Esta semana é mais luminosa. As decisões de sexta-feira, em Bruxelas, deram algum sentido à grande confusão que reina desde as trágicas eleições na Grécia, das quais já nem nos lembramos, porque a memória mediática é semelhante à de um réptil. A Itália e a Espanha mantiveram-se firmes perante a Alemanha, forçando a aprovação de três medidas que, em princípio, as poupam ao pior dos calvários. A Espanha e a Itália forjaram uma aliança de última hora – inédita no xadrez europeu – para evitar uma humilhação, que teria graves consequências para a sua política interna. Os dois países descobriram que, juntos, têm peso na Europa.
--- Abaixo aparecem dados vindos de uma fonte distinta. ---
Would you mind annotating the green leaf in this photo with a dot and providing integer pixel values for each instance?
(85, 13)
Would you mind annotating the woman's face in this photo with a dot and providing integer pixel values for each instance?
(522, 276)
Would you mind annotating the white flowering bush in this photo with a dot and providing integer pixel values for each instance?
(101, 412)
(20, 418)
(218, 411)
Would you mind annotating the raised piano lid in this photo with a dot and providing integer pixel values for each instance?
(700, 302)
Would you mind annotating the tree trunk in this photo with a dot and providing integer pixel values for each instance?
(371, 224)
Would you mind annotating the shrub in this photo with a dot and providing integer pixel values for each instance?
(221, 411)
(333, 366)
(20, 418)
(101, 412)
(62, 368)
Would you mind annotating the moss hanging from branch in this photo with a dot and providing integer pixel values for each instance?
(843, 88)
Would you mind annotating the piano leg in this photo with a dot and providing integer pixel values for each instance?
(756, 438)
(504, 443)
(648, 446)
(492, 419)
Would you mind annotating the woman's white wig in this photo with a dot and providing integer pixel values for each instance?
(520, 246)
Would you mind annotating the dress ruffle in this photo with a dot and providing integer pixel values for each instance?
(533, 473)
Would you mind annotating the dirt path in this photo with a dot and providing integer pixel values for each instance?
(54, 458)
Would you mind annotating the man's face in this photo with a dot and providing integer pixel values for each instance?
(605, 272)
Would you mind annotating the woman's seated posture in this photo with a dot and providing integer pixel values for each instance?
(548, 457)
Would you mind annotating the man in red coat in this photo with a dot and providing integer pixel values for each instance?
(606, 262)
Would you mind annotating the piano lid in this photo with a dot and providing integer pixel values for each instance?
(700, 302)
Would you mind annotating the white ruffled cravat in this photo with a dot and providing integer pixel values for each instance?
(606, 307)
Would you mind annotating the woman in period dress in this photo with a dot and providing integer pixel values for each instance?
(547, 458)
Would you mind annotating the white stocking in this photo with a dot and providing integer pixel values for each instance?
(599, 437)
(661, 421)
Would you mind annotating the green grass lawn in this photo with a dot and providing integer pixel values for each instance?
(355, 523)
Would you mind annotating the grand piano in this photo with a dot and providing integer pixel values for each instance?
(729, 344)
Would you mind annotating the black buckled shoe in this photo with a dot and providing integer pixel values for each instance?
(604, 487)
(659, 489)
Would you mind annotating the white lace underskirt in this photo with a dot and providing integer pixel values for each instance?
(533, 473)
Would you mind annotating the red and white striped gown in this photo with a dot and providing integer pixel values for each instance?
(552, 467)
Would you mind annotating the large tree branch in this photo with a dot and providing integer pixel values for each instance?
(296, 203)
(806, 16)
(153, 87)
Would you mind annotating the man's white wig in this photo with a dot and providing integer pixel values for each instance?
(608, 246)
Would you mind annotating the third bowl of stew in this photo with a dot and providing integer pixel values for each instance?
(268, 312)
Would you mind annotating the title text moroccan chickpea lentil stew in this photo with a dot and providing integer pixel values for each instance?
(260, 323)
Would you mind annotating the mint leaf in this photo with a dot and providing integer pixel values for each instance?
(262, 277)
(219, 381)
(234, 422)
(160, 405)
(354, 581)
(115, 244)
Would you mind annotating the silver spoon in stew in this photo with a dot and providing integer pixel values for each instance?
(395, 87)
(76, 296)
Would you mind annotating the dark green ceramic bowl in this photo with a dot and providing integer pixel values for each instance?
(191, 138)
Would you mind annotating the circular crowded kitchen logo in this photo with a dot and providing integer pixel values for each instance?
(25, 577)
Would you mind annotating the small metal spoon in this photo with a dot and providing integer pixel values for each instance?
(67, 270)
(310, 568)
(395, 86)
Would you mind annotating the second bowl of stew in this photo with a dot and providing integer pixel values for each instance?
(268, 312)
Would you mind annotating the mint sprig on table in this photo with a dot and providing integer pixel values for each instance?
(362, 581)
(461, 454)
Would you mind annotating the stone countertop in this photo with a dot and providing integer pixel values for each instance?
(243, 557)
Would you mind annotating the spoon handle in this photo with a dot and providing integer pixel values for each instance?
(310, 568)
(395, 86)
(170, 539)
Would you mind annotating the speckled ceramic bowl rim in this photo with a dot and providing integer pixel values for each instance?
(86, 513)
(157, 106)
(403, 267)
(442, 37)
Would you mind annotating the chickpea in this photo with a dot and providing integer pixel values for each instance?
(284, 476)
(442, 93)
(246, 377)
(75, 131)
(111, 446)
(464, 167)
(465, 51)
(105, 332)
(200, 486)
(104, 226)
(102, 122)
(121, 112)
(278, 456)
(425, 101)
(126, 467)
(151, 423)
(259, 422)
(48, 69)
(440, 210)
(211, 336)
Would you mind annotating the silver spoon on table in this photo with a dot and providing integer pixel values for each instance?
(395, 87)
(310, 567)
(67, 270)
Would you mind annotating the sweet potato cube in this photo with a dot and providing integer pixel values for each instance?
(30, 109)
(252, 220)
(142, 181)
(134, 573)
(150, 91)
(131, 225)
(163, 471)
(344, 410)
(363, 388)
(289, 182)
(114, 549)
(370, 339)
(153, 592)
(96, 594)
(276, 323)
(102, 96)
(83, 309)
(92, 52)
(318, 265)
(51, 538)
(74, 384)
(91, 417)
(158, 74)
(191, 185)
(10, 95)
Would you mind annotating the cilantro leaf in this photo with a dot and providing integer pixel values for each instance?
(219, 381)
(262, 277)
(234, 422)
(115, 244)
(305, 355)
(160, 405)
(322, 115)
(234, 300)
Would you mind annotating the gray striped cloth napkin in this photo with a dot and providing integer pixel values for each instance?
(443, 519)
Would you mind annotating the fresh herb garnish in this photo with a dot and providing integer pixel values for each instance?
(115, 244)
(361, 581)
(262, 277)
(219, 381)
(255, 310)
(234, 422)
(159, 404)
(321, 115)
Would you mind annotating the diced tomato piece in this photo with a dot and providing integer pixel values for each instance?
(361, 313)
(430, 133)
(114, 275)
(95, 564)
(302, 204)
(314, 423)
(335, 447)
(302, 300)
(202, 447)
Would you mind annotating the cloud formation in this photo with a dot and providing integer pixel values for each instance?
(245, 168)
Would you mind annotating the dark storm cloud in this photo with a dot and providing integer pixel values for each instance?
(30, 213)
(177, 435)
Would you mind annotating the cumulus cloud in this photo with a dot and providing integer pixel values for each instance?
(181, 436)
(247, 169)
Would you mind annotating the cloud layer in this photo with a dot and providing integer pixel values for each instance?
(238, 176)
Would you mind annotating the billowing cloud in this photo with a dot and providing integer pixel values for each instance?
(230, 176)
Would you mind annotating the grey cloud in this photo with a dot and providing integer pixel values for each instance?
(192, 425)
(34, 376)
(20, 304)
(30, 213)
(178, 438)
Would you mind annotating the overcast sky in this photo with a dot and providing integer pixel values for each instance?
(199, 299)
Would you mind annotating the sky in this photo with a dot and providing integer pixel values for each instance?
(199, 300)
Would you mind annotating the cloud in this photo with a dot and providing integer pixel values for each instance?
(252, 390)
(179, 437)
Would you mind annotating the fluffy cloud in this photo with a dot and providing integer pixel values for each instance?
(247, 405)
Os riscos de um descontrolo político

Uma maior degradação da dívida pública empurraria o Governo de Mario Monti para um amargo fracasso – algumas versões sustentam que, na cimeira de Bruxelas, o primeiro-ministro italiano chegou a ameaçar demitir-se – e para a convocação de eleições antecipadas no outono. O momento em Itália é extremamente delicado, apesar da elegante e eficaz encenação montada por Monti e pelos seus ministros tecnocratas. O sistema político encontra-se em fase de desintegração: o centro direita precisa de se reabilitar, depois do desastre berlusconiano; o centro esquerda (Partido Democrático) vai à frente nas sondagens, mas falta-lhe coerência e fôlego; o humorista Beppe Grillo, fundador de um movimento antipolítico chamado Cinque Stelle, anda à volta dos 20%, em algumas sondagens; Berlusconi – muito interessado pelo fenómeno Grillo – saiu do túmulo, arvorando a bandeira do regresso à lira; e o Vaticano não se encontra no seu melhor momento para triangular alianças, no meio da tormenta complicada, na qual só se mantém de pé a veneranda figura do Presidente da República, Giorgio Napolitano. O Bundesnachrichtendienst, os serviços secretos alemães, controlados diretamente pelo Gabinete da chanceler, terão informado pormenorizadamente Angela Merkel dos potenciais riscos de um descontrolo político em Itália. Se adicionarmos a isso os relatórios pertinentes sobre os custos reais de uma possível desintegração do euro, fica explicada a expressão atormentada da dirigente alemã, na manhã de sexta-feira, em Bruxelas. Esticou a corda e teve que ceder, ao ver-se, também ela, à beira do abismo.

"A cratera ampliou-se e a Itália está novamente à beira do precipício." Esta frase, pronunciada pelo primeiro-ministro italiano há 20 dias, pouco antes das trágicas eleições na Grécia, oferece uma explicação para o que aconteceu em Bruxelas. O que foi que alargou a cratera? Os problemas de capitalização da banca espanhola. Bankia. A suspeita generalizada – e ainda não dissipada – de que os problemas de Espanha são muito maiores do que admitem os governos que se sucederam no poder, nos últimos sete meses. Uma suspeita bem arreigada em determinados círculos da City de Londres. Ao contrário de Itália, a Espanha não tem problemas de estabilidade parlamentar. O Governo dispõe de uma maioria absoluta de 186 deputados e quase quatro anos pela frente. É essa a principal arma de Mariano Rajoy.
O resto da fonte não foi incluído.